Come sono stati selezionati i personaggi intervistati? Ci sono degli aspetti che li accomunano?

«La scelta non è partita dai generi. Ho coinvolto artisti con storie creative e professionali e con sensibilità diverse proprio per avere punti di vista differenti che dessero allo spettatore e alla città un ventaglio di stimoli ampio. Il punto comune è stato mettere la cultura al centro di qualsiasi progetto di sviluppo per Roma. Poi, sotto questo ineliminabile ombrello, ciascuno ha offerto letture diverse. La forza degli artisti sta nella loro capacità di visione ulteriore. E il film alla fine questa visione la offre. Ora ci vogliono orecchie capaci di sentire e dirigenti in grado di mettere a terra questi stimoli intellettuali».

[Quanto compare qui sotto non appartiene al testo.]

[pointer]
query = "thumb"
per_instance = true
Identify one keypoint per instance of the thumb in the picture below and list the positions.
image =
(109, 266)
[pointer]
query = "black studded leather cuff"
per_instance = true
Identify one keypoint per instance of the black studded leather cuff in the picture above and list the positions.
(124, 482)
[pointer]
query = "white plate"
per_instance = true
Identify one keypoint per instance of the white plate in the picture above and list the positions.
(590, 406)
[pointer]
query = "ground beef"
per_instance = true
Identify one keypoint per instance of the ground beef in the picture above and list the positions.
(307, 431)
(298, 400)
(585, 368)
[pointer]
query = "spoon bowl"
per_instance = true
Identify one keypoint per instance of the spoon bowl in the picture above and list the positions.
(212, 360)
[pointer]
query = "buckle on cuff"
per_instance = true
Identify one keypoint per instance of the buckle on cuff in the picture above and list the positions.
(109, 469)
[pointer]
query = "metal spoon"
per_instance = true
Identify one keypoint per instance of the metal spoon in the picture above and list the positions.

Dario Franceschini ha di recente affermato che con i nuovi investimenti identificati nel PNRR la cultura guiderà la ripartenza del Paese. Cosa può fare il mondo delle istituzioni per rilanciare la cultura a Roma?

«Gestire Roma è una impresa complicata perché la magnitudo dei problemi, dal personale alle risorse, dall’Ama all’Atac, dalla viabilità alla questione del degrado sociale, è molto alta. Bisogna scomporre i problemi e affrontarli uno ad uno, partendo però da una visione chiara su dove si vuole arrivare. Nella “Luce di Roma” gli artisti hanno indicato una strada precisa che, come dicevo, è la cultura, nel senso più ampio del termine. Ora sta alla nuova giunta capitolina dare un segno di discontinuità con il passato e fare vedere di che pasta è fatta. Il sindaco Roberto Gualtieri e l’assessore alla cultura Miguel Gotor hanno una credibilità professionale e personale per cambiare il corso delle cose. Li attendiamo ora alla prova dei fatti, pronti noi stessi a collaborare perché a tutti tocca dare una mano, sperando che partano proprio dall’arte e dalla cultura».

Ogni artista che si confronta oggi con Roma deve fare i conti con il peso schiacciante dell’eredità culturale di questa città. Alla luce delle interviste fatte, come si relazionano gli artisti con la dimensione urbana in cui lavorano?

«Ogni artista vive Roma a modo suo. Come del resto molti di noi. Quello che mi è sembrato essere il comune denominatore che li unisce è il desiderio di fare di più. La storia, la tradizione culturale, le vibrazioni, gli stimoli della città eterna sono lì a portata di tutti. Ciascuno li può riconoscere e utilizzare come più ritiene. Ma per rinascere occorre “eliminare i parassiti”, come dice Piero Pizzi Cannella, e consentire agli artisti di esprimersi a pieno, intervenendo sul territorio con i loro lavori. Lo ricordano un po’ tutti e quel che dicono è emblematico perché di fatto è il tema di fondo: dare più opportunità. Lo sviluppo, come ha sottolineato Pietro Ruffo, alla fine è proprio questo: creare le condizioni perché la cittadinanza esprima il meglio di sé stessa».


Una considerazione, quella di Ruffo che porta a una riflessione anche sulla necessità di una ripartenza che tocchi non solo la cultura ma in generale la formazione del cittadino che vive la città e che è il destinatario e il fruitore principale dell’arte.

«Questo è uno dei temi di fondo del mio docufilm. Vale per Roma, ma può valere per ogni città o nazione. I luoghi ormai ci sono, quasi dappertutto. La questione di base è la formazione, è la cultura generale. Bisogna tornare non solo alle accademie e alle università, ma anche alle scuole. Lo dicono bene Gianmaria Tosatti e anche Cesare Pietroiusti. Il livello medio di preparazione pubblica è la precondizione della crescita. Sia quella culturale, che economica e sociale. Bisogna ripartire da qui. Non è un problema di contenitori, ma di contenuti. La sfida è da un lato risolvere i problemi gravi che ci affliggono, e questa è la contingenza. Dall’altro è crescere partendo dalla gente, dalla consapevolezza e dalla maturità della cittadinanza, e questa è la prospettiva. E per farlo la cultura è certamente la luce di questa città, come di tutto il nostro Paese».